It is not yet clear that the mass-manufacturing of drone swarms needs to be particularly solar-powered or even clean. In fact, the expectation that the electrotech discourse sets up is the same old wine in new bottles as the climate movement presuming that any new heavy industrial capacity developed upstream should be maximally electrified and decarbonized. The similar consensus among many climate-minded policymakers in Europe or North America ten to fifteen years ago that fully low-carbon industries were the optimal and preferred way forward may bear some partial responsibility for the current industrial disparity that political elites are now worrying about today.
Cheap industrial electricity is indeed critical, making solar and batteries useful but far from sufficient. Hurdles like super greenhouse gas emissions from aluminum and rare earth metal smelting, the use of coal as a reducing agent for metallurgical silicon and nickel production, and the basic difficulty of accommodating large flat heavy industrial electricity consumption with entirely variable renewable sources remain imposing. The challenges of competing with low-cost Chinese industrial market power in these commodities only entrench such decarbonization obstacles further.
If everyone were to follow the actual Chinese industrial dominance recipe of investing their own fossil endowments into rebuilding process knowledge—as observably practiced through the 2010s—the world can likely kiss carbon budgets goodbye (perhaps building a lot of hydropower as some silver lining).

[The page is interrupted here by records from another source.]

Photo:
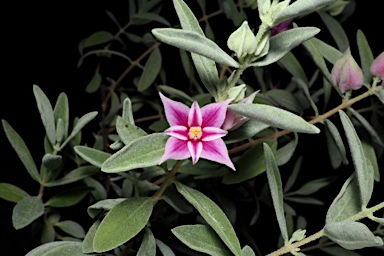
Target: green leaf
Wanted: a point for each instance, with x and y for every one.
(94, 84)
(145, 151)
(213, 215)
(26, 211)
(151, 70)
(275, 185)
(346, 203)
(194, 42)
(88, 239)
(148, 245)
(364, 174)
(336, 30)
(300, 8)
(75, 175)
(127, 131)
(122, 223)
(201, 238)
(68, 197)
(91, 155)
(274, 116)
(21, 150)
(62, 248)
(85, 119)
(71, 227)
(12, 193)
(46, 113)
(351, 235)
(366, 56)
(283, 42)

Indeed, if elite thinkers remain insistent that the only path to competitive national industry is a pure green path, they must understand this remains a yet untraveled path that China itself is only just starting to experiment with.
In one interview, Kingsmill Bond dismissed harder-to-decarbonize industrial sectors while emphasizing the enormous progress on emissions and electrification that governments could capitalize on immediately: “People often focus on hard to solve sectors and that’s great and I salute [those folks] but actually we shouldn’t forget that we can already get solar and wind to around 70 or 80% of electricity demand and we can already electrify around 75% of our economy.”

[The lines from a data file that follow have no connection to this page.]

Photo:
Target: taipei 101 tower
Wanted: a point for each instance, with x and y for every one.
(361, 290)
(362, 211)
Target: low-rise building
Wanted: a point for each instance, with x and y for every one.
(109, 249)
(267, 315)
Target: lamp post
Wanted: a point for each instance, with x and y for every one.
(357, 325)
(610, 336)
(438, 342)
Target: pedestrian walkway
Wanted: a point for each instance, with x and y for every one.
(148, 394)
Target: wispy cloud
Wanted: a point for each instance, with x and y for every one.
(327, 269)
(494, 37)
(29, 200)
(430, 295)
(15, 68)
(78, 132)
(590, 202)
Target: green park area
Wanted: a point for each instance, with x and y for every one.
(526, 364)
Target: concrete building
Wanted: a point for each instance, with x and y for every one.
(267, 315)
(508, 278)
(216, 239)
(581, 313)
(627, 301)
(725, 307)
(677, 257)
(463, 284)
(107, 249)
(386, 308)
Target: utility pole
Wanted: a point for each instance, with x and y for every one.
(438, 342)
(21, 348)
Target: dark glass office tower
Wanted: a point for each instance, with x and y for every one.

What planners and commentators must keep in mind is that many of the electrotech stack’s supply chains happen to reside heavily in the hardest 30%. Even assuming fully green electricity is indeed cheap, green metals, by all accounts, will not be. If policymakers remain determined to simultaneously pursue environmental performance alongside strategic security and competitiveness, then fostering such alternative ex-China production will neither be cheap, nor emerge naturally from free market outcomes.

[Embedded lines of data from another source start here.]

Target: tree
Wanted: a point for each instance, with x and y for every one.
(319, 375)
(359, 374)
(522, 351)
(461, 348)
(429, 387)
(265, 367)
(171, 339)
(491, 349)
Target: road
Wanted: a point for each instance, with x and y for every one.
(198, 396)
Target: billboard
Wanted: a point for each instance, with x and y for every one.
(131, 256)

Selectively framing the future of industrial mastery around the most photogenic technologies risks ending up with an incomplete recipe—one can’t just pick a few favorites, trace their supply chains back to their roots, prioritize those inputs too, and call it a day. Recall that technologies like Siemens process polysilicon refining, lithium-iron-phosphate batteries, and even early techniques for rare earth metal refining were originally innovated in countries like Germany and the United States with considerable public sector support. A failure to scale manufacturing outside China owes a great deal to broader industrial conditions—higher-cost energy, higher-cost feedstocks, higher plant capital costs, atrophied engineering and technical expertise, halfhearted investor interest in hard tech, and a policy and regulatory environment non-conducive to dynamism or economies of scale.
As goods like aluminum and graphite electrodes illustrate, strategic industries are interconnected and linked to “non-strategic” industries in surprising and unpredictable ways. The broader aim of industrial policy is to cultivate an energy-industrial ecosystem that can effectively procure upstream capabilities on its own to adapt to the evolving technological cutting edge. The operative test of such an ecosystem may well be whether it can build and commission a new metallurgical or chemical plant as necessary. The challenge for Japan, India, the United States, or the European Union will be developing a non-Chinese formula for bringing that plant into operation.